看了小一会儿,没人能套成功,还有几人差点遇到危险被马踏着,姚佩云拍拍栏杆说:“你的事情都处理完啦?”
“不着急,一会儿再去那边马棚看看就妥,”谢岍抱着胳膊朝套马现场努嘴,说:“他们都不怎么行,要不我下场套个马给你看看?”
“不看了不看了,”姚佩云连连摆手,说着把手搭上谢岍小臂阻止:“那么危险,万一再伤着崴着可不划算,我不看啦,咱们走吧。”
“不看啦……”谢岍学着姚佩云说话的语气在转身时顺势把人牵在手里,还小动作地捏捏人家肉乎乎的手,说:“是怎么着,心疼啊?”
姚佩云抬起眼睛看谢岍,都不知道自己瘪着嘴似嗔欲笑的表情有多招人喜欢:“你就非讨这两句乖巧怎么着,那可不就是心疼你么,磕着碰着让人担忧得抓心挠肝,谢重佛,你整日里最好给我老实些,别弄伤自己,不然看我怎么收拾你。”

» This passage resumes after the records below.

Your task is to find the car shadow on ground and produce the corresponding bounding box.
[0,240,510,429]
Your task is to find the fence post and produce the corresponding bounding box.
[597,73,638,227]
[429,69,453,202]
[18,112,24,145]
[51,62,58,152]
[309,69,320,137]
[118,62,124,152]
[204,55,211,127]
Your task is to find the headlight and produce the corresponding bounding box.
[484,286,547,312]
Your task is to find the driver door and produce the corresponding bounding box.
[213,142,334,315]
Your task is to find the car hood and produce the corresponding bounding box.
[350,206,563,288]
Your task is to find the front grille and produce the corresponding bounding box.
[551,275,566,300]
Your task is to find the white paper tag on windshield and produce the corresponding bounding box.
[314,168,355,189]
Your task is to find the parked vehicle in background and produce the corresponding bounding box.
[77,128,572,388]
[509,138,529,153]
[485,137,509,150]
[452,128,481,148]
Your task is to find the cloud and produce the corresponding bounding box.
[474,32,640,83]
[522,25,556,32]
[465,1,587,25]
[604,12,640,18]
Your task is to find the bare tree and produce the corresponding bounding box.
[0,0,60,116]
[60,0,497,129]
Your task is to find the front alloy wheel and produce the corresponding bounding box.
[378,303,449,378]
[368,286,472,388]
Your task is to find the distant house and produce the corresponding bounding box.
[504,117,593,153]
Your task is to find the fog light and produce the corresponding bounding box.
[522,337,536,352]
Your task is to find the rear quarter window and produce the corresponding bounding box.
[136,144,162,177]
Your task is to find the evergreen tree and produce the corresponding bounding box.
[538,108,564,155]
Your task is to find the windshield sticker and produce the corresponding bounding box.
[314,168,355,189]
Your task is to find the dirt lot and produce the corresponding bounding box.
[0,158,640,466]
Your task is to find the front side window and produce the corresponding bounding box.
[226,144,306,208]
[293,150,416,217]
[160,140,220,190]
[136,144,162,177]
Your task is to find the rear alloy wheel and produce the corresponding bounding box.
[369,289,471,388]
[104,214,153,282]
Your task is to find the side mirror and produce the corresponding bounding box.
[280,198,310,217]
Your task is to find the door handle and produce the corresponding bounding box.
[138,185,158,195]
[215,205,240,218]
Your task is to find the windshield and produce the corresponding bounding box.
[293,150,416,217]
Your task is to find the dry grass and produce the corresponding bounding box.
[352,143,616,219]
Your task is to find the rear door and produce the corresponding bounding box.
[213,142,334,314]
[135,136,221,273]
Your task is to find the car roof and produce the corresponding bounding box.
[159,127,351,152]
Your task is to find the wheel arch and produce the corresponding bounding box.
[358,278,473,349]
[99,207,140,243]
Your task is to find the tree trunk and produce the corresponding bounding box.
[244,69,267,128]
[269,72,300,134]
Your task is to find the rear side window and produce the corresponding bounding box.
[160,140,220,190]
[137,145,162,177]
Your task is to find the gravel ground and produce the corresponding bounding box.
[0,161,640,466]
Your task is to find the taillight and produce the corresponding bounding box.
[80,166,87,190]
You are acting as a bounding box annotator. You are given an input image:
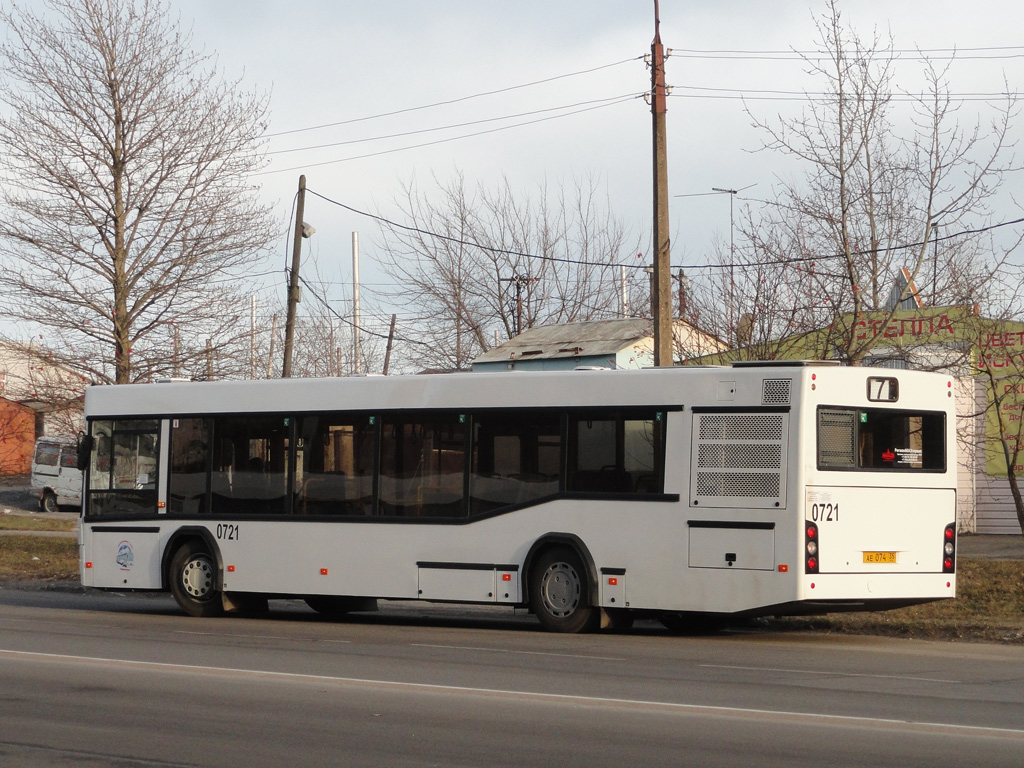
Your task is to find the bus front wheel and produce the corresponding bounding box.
[529,547,601,633]
[170,540,223,617]
[39,490,60,513]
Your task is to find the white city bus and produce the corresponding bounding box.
[80,364,956,632]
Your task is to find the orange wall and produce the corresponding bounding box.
[0,397,36,475]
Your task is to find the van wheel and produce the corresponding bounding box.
[529,547,601,633]
[168,540,224,617]
[39,490,60,513]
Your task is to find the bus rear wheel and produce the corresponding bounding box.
[529,547,601,633]
[169,540,224,617]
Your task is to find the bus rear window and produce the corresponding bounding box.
[818,408,946,472]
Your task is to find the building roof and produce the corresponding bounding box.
[473,317,654,364]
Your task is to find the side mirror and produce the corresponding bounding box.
[77,432,95,472]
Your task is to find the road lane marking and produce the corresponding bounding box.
[412,643,630,662]
[697,664,964,685]
[0,649,1024,742]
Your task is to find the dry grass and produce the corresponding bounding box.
[0,536,78,582]
[767,558,1024,642]
[0,515,78,530]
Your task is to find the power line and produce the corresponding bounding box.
[267,93,637,155]
[306,189,636,267]
[306,189,1024,269]
[264,56,643,138]
[669,45,1024,61]
[298,274,433,347]
[253,94,644,176]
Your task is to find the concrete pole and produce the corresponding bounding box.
[281,175,306,379]
[650,0,673,367]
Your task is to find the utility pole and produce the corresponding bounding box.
[650,0,673,366]
[384,314,398,376]
[498,274,537,336]
[711,186,739,344]
[281,175,306,379]
[352,232,360,374]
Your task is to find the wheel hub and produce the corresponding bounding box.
[181,558,213,600]
[541,562,581,616]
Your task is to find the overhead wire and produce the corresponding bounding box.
[264,56,643,138]
[253,93,645,176]
[306,183,1024,269]
[267,93,639,155]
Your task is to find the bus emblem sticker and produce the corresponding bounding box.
[117,542,135,570]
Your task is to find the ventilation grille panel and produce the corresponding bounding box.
[761,379,793,406]
[690,411,790,508]
[818,409,857,469]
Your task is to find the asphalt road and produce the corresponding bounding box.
[0,590,1024,768]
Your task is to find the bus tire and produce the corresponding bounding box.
[39,489,60,513]
[168,539,224,617]
[528,547,601,633]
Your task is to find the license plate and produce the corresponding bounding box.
[864,552,897,562]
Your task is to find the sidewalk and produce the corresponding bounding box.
[956,534,1024,560]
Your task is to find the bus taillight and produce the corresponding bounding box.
[942,522,956,573]
[804,522,818,573]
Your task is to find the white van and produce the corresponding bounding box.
[32,437,82,512]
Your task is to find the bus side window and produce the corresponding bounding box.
[294,414,376,515]
[469,411,562,514]
[566,411,665,494]
[379,414,466,517]
[167,419,210,515]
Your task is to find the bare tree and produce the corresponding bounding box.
[372,173,636,369]
[0,0,274,383]
[688,0,1016,365]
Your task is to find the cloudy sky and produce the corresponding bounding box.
[176,0,1024,331]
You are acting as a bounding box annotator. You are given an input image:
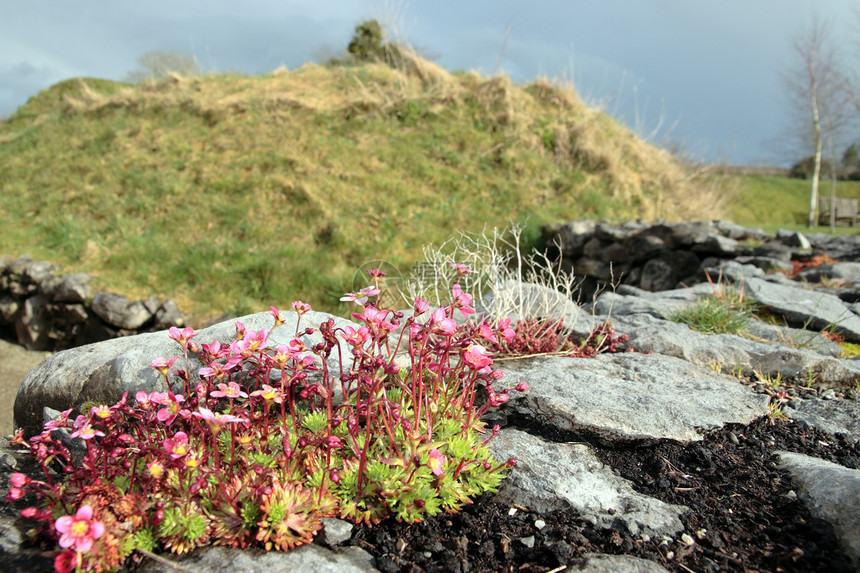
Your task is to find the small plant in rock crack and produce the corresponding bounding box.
[8,270,528,572]
[487,312,628,358]
[668,275,756,334]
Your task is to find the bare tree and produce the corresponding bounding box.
[126,50,203,84]
[782,15,852,228]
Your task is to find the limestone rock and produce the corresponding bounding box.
[15,295,48,350]
[503,353,768,443]
[746,278,860,342]
[15,311,358,435]
[785,399,860,441]
[779,452,860,567]
[489,429,688,535]
[39,273,93,303]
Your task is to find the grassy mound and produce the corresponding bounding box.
[0,56,721,320]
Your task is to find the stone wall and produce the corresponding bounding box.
[0,255,184,350]
[544,221,860,300]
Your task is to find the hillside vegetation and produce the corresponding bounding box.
[0,52,725,320]
[728,175,860,234]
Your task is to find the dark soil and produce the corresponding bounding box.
[351,419,860,573]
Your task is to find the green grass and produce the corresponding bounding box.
[669,284,755,334]
[0,61,720,326]
[729,175,860,235]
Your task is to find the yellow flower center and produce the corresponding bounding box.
[72,519,90,537]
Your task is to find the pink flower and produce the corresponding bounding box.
[413,297,430,316]
[149,356,177,376]
[155,392,188,425]
[251,384,284,404]
[54,549,78,573]
[340,286,379,304]
[352,304,397,335]
[54,505,105,551]
[463,344,493,370]
[323,436,343,449]
[45,408,72,432]
[430,306,457,336]
[478,322,499,344]
[199,340,230,363]
[269,306,284,326]
[209,382,248,398]
[162,432,189,460]
[427,448,445,476]
[451,283,475,315]
[343,326,370,346]
[230,328,269,358]
[9,472,33,487]
[90,404,111,420]
[167,326,199,348]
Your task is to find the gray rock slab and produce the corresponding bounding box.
[317,517,354,547]
[489,429,688,535]
[611,306,860,388]
[779,452,860,567]
[565,553,668,573]
[798,262,860,284]
[612,314,774,372]
[14,311,358,435]
[745,278,860,342]
[498,353,768,443]
[750,348,860,388]
[784,399,860,441]
[744,318,842,358]
[140,543,376,573]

“好啦,我记下了,哎你不知道我以前就惜命,不过以后会更加惜命的……”谢岍那颗被风沙烈日吹晒得干涸荒芜的心涌入涓涓细流,有嫩芽悄无声息从冻土里冒出头来,沙漠万顷终有一日会变成郁郁绿洲。
姚佩云打量这厮说话神色,未见促狭,眼底诚挚,嗯,不是搪塞,“你最好说的是真的,要是让我知道你在骗我,以后每月二百钱的零花钱就没了。”